Prologue
- Mais, bon dieu, à quoi as-tu donc pensé en faisant cela! Crie une nouvelle fois ma mère, balançant ses bras de droite à gauche pour exprimer sa colère.
- Et merde, maman, calme-toi, tout le monde peut être con parfois, alors pas la peine de me crier dessus! Je réplique, serrant des dents pour ne pas lui balancer des injures.
- Ne pas te crier dessus!? S'égosille-t-elle. Comment veux-tu que je reste calme après ce que tu viens de faire?
- Mais merde au moins je te ne l'ai pas caché, j'ai été franche!
- Tu n'aurais seulement pas du faire ÇA! Parce que ÇA ce n'est pas de ton âge, d'accord, tu es beaucoup trop jeune! Je ne te reconnais plus, on dirait... on dirait...
- Une quoi ah, une quoi!? Vas-y maman, vas-y, reste pas plantée là!
- Une vraie dévergondée! Voilà, tu me fais penser à une vraie dévergondée !
Les mots déchirants que vient de m'adresser madame ma mère me fait réellement mal. Mon c½ur se sert quelque peu, n'étant pas capable de contenir la tristesse qui l'envahit. Je n'ai jamais pensée que ma mère penserait une telle chose de moi, mais, en même temps, j'aurais dû. Je ravale mes larmes, prête à riposter.
- Pourquoi me juges-tu autant maman? J'ai seulement cherchée un moyen d'être pleinement heureuse ! Je ne pouvais pas savoir que...
- Ma puce, si tu étais resté là, bien sagement, attendant le bon, comme j'ai fait avec ton père, je ne serais pas en train de te crier dessus!
- Maman, désolée, mais tu n'es pas toujours le parfait exemple! Tu sais, papa à divorcé depuis deux ans pour une autre femme !
- Et puis ! Qu'est-ce que ça fait d'attendre hein? À place de sauter sur tout ce qui bouge comme une salope!
- J'aime mieux être une salope que d'être une vieille folle aigrie qui dirige avec des vieilles règles à la con ! Peut-être que ses règles marchaient dans ton temps, mais tout ce que ça peut faire, c'est de me prouver que tu es une mauvaise mère !
Je ne vis pas sa main arriver. La gifle qu'elle m'afflige me laisse pantoise. Je n'ose plus bouger, ni-même parler. Je me rends compte alors que les paroles que je viens de lui lancer au visage sont cruelles, même très. Mes mots ont réellement dépassées ma pensée, mais qu'elle continue de m'insulter ouvertement était insoutenable.

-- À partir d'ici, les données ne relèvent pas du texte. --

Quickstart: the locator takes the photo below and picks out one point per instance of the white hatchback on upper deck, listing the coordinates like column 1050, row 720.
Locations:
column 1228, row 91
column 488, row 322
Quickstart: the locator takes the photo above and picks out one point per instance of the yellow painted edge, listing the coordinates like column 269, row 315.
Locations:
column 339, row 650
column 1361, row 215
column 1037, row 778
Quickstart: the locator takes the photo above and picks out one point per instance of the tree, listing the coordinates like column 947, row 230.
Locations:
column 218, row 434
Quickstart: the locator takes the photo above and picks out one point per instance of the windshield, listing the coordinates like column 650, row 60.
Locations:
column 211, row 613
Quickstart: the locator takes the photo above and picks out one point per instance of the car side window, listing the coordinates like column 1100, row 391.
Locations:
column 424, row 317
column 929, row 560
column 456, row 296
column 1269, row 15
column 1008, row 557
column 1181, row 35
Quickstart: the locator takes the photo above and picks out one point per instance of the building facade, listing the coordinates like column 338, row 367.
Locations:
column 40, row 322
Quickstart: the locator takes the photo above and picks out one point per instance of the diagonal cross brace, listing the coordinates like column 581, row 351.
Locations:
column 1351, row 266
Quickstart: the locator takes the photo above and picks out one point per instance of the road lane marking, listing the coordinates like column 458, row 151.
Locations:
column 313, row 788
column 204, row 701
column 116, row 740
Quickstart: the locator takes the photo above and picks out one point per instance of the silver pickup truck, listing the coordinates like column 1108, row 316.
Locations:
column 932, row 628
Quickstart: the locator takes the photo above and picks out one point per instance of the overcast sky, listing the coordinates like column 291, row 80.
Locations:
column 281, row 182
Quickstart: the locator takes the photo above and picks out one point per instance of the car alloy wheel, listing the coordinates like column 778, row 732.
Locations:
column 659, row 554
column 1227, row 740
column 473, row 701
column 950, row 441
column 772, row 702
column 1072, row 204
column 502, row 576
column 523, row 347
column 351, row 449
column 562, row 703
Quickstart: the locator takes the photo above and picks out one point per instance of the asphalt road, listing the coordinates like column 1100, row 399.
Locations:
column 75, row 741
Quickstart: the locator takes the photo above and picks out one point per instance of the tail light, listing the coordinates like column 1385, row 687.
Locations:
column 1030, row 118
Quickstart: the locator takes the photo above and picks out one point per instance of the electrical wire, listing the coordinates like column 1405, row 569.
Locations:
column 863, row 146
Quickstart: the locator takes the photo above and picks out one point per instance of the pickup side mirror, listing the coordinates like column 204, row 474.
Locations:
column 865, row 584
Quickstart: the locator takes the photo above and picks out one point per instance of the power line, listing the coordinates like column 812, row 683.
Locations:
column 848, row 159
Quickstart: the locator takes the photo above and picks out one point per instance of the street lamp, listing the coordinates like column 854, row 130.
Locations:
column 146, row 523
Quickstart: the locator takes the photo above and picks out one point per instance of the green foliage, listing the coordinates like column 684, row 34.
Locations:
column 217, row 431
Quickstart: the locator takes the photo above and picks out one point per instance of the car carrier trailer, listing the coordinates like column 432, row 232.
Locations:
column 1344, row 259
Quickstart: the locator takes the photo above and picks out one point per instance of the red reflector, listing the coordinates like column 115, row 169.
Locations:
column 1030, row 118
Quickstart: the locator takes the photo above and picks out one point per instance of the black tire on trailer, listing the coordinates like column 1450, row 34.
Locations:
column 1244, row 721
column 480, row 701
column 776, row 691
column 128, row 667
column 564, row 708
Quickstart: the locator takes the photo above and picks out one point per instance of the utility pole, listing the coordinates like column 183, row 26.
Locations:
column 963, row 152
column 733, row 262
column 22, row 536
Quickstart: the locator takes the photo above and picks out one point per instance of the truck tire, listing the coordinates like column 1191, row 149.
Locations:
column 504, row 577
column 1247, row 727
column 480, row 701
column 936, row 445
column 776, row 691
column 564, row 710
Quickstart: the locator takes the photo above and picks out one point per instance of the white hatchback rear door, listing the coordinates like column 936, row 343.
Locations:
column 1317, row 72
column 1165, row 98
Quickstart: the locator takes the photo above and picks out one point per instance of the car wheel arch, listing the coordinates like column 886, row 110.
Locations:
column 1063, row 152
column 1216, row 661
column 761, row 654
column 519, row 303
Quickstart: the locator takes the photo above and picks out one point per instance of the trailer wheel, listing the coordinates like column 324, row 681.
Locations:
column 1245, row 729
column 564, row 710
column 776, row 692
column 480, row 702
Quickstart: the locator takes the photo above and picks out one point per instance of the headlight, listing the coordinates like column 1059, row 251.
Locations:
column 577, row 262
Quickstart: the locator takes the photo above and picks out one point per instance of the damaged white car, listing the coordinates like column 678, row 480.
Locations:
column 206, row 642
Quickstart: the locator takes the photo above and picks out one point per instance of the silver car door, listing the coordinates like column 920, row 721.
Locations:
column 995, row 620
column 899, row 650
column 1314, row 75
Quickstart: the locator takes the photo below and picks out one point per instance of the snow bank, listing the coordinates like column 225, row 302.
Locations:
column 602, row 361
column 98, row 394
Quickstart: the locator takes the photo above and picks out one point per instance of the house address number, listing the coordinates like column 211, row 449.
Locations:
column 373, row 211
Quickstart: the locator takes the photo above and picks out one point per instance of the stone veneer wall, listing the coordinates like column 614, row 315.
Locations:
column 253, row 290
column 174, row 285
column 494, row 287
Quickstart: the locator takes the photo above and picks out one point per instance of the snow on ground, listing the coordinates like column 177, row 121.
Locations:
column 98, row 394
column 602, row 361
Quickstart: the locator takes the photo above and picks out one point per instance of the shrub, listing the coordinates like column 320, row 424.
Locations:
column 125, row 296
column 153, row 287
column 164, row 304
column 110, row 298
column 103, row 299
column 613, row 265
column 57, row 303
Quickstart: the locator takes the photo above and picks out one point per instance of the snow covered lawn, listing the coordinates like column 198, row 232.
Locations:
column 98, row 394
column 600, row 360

Après quelques secondes de confrontation silencieuse, elle me demande d'aller dans ma chambre, bien sûr en évitant mon regard. Je monte alors les marches, fuyant le regard courroucée de la femme d'âge mûre. Arrivée à ma chambre, je ne peux m'empêcher d'attaquer mon oreiller avec une rage qui m'est impossible à décrire. Les grognements bruyants que je laisse sortir sont le résulat de ma colère, ma tristesse et, surtout, de ma solitude. Tout d'un coup, la folie qui m'habite s'envole pour laisser la place à un flot de larmes qui était rester enfuis depuis longtemps, trop longtemps.
Comment ma situation était-elle devenue à un point si critique ? La femme qui avait le rôle de m'aimer et de me protéger m'insulte sans vergogne. La passion qui m'habitait depuis des semaines est-elle réellement la cause de la solitude qui m'emprisonne ? Bien que je veuille le renier, la réponse est exacte. Est-ce que j'ai réellement bien calculé mes gestes ? Je pensais que, lui et moi, c'était le monde parfait... Et, bien que je cherche toujours et encore une raison pour le nier, je le pense toujours. Comment je peux retrouvée le bonheur qui m'avait habité depuis ma rencontre avec cet ange ?
Comment, moi, Nathalie Paré, je vais me sortir de ce cauchemar?